The biggest issue? My opinion: fruitless end-of-life care, needlessly protracting low quality-of-life conditions at the insistence of misguided whose hopes have no basis, and/or agreed to by against-all-odds geriatric patients who may be deliusional. moderately confused, or in denial. The results are typically fabulous cost and resource consumption, prolonged suffering, and a long-belated acceptance of the reality that it was 'time to go.' This is not an argument for euthanasia, by the way.
(President, SDP Technologies, Ltd)
Scott, You have great points! I have very little choices to change these except the last one - taking a good care of my own body.
(Chairman/CEO, Babbleware Inc.)
While all of the preceding comments are fantastic, there is one missing element: the hospitals themselves. When Eisenhower left office he warned the U.S. of the Military Industrial Complex. The same warning should/could have been issued about the Healthcare Industrial Complex. Now that the compensation of this industry is being squeezed, Hospital's may start to act a bit more like a business. Accuracy and productivity no longer need to be ignored as they are and have been for decades. Kingdoms within the hospital fail to coordinate simple business processes that cost millions per facility per year. All of these processes are the underlying support of the excellent patient care and should do nothing but improve the care, quality and expediency of taking care of the patient. Until the simple blocking and tackling of running a business are addressed, the Healthcare Industrial Complex will continue to gobble more and more of our GDP.
(Owner, DBA Lisa Boesen)
Great comments from all. There are so many issues that drive the cost of healthcare It is difficult to slice the pie and determine what are the heaviest influencers driving up healthcare costs. In addition to the previous comments, the uninsured and underinsured tax the healthcare system very heavily. Healthcare organizations and providers cannot continue to provide services to all and pick up the tab for the millions of individuals who cannot financially afford insurance or just choose not to have insurance. Yes healthcare costs are driven by the consumer need and expectation for high technology, physician specializations, the reduced focus on primary care and preventative medicine, higher patient acuity in the hospital setting, lack of individual personal accountability for maximizing health, extraordinary measures for end of life care, etc. etc. The list goes on.

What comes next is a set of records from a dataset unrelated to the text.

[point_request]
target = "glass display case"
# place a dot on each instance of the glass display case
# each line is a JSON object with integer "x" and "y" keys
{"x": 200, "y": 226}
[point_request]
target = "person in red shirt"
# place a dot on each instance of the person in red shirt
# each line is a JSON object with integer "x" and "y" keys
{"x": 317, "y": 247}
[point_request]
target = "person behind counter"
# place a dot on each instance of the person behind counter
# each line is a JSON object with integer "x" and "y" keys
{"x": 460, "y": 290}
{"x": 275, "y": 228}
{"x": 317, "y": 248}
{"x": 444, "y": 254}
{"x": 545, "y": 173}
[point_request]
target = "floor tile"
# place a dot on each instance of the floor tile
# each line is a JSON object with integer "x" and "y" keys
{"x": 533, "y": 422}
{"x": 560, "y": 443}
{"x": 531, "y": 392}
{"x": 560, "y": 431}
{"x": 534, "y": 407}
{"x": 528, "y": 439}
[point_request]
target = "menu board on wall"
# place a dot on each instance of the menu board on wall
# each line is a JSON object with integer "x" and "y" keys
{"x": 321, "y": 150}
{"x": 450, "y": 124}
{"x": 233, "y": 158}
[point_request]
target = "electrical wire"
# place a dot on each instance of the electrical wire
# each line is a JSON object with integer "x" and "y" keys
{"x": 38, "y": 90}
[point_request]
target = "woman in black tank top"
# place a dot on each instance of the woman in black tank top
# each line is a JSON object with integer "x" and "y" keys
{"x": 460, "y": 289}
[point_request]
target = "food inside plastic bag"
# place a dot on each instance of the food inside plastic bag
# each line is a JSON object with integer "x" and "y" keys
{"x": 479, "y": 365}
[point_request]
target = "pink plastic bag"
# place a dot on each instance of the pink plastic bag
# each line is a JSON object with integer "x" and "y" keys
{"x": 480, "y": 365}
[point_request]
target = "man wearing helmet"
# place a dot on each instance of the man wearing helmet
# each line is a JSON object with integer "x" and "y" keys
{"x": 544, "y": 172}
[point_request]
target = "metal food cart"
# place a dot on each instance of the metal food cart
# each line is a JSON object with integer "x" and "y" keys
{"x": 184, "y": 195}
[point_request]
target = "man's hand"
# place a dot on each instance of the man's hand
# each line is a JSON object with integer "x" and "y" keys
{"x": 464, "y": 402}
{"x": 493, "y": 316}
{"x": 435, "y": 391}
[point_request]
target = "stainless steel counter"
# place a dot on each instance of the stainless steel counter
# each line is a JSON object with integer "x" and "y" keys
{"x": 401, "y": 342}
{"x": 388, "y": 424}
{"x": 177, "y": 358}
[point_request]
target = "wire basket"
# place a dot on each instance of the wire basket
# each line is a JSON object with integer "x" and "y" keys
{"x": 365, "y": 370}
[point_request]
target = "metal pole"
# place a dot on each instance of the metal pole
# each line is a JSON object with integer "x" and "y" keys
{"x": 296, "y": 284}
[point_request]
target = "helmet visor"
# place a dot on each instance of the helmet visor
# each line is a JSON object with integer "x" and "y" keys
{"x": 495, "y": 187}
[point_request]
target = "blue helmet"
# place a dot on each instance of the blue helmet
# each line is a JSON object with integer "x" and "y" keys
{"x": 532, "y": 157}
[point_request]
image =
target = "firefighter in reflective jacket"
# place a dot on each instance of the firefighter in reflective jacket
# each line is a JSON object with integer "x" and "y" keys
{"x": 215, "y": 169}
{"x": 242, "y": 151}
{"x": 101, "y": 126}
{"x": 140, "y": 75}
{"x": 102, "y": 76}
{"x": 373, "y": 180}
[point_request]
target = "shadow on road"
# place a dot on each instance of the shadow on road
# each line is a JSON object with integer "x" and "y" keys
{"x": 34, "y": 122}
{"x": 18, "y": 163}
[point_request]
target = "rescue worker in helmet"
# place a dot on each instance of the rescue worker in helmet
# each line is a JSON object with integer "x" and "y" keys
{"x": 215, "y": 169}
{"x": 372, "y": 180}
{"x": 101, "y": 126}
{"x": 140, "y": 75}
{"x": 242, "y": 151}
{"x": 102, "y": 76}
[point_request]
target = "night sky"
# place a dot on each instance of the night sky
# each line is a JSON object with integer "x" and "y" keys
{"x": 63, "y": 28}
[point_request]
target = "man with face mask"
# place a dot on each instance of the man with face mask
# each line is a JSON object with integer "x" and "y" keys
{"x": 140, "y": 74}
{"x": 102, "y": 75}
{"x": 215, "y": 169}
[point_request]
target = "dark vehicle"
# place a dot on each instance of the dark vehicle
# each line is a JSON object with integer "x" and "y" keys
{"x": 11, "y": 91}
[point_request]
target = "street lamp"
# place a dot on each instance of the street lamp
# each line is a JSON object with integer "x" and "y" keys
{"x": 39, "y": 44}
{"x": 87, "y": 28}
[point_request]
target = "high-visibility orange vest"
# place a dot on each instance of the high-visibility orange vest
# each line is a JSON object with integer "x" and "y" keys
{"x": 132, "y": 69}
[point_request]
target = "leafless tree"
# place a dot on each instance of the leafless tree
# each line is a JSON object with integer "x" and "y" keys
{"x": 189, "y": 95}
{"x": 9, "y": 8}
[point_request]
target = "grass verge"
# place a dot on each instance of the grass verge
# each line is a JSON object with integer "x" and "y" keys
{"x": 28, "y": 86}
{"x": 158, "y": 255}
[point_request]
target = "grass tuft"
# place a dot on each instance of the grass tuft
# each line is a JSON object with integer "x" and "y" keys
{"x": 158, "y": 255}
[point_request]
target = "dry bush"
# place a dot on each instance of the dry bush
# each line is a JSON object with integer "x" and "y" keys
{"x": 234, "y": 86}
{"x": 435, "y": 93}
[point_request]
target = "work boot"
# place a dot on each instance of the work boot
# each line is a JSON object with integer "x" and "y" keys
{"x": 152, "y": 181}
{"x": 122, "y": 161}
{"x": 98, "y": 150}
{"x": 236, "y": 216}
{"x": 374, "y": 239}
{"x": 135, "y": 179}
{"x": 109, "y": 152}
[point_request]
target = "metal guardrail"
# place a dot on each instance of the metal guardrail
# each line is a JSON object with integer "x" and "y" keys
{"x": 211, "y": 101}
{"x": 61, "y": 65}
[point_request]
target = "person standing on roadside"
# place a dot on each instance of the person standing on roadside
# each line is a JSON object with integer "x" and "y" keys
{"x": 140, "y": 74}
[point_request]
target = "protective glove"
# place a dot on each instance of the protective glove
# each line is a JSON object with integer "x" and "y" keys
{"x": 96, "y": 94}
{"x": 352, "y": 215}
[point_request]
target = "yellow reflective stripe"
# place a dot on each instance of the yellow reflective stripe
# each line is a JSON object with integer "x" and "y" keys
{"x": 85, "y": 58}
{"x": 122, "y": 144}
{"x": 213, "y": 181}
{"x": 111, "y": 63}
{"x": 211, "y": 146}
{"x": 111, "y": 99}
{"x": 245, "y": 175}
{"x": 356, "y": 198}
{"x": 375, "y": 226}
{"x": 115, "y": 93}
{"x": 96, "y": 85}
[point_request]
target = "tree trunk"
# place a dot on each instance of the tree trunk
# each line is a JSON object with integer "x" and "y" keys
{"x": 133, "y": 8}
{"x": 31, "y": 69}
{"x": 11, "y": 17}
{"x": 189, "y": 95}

It has been most interesting over the last 30 years of my career participating in organizations flexing with reimbursement changes and regulation, implementing supply chain management techniques to reduce supply costs, focusing on process improvement, LEAN, TPS and other manufacturing quality processes to streamline, increase efficiencies and reduce costs, not to mention effectively managing the cost of highly trained healthcare staff that deliver the great care we provide.
Yet, the economic model for healthcare is a different animal. What other industry still offers and provides services even though they won’t get paid? There are the ‘haves’ and the ‘have-nots.’ And the ‘have-nots’ do contribute significantly to the failure of our current system. Balancing medical ethics and the margin is challenging at best.

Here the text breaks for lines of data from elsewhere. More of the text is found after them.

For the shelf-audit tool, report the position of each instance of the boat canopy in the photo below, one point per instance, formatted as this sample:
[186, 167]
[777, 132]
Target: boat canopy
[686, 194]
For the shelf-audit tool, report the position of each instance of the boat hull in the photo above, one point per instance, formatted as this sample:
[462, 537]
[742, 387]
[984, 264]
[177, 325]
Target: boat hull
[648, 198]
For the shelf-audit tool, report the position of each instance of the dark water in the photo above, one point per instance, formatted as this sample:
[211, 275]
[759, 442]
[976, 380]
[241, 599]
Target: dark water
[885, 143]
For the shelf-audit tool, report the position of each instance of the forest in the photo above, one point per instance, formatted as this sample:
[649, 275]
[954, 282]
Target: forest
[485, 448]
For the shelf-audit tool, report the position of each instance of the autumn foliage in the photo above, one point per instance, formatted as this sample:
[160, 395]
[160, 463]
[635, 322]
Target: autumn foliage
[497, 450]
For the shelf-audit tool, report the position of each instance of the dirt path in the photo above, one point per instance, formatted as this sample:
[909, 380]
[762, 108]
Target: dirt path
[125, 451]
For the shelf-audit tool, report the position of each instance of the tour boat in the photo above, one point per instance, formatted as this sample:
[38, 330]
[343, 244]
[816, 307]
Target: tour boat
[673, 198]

For the futurists, the implication of obesity is enormous. We are already seeing a decline in life expectancy. When we get to the point that the majority of the population is obese and suffers from preventable diseases such as diabetes, hypertension and coronary artery disease along with possible musculoskeletal disorders associated with obesity we will be swimming in a healthcare model of chronic disease management that is mostly preventable.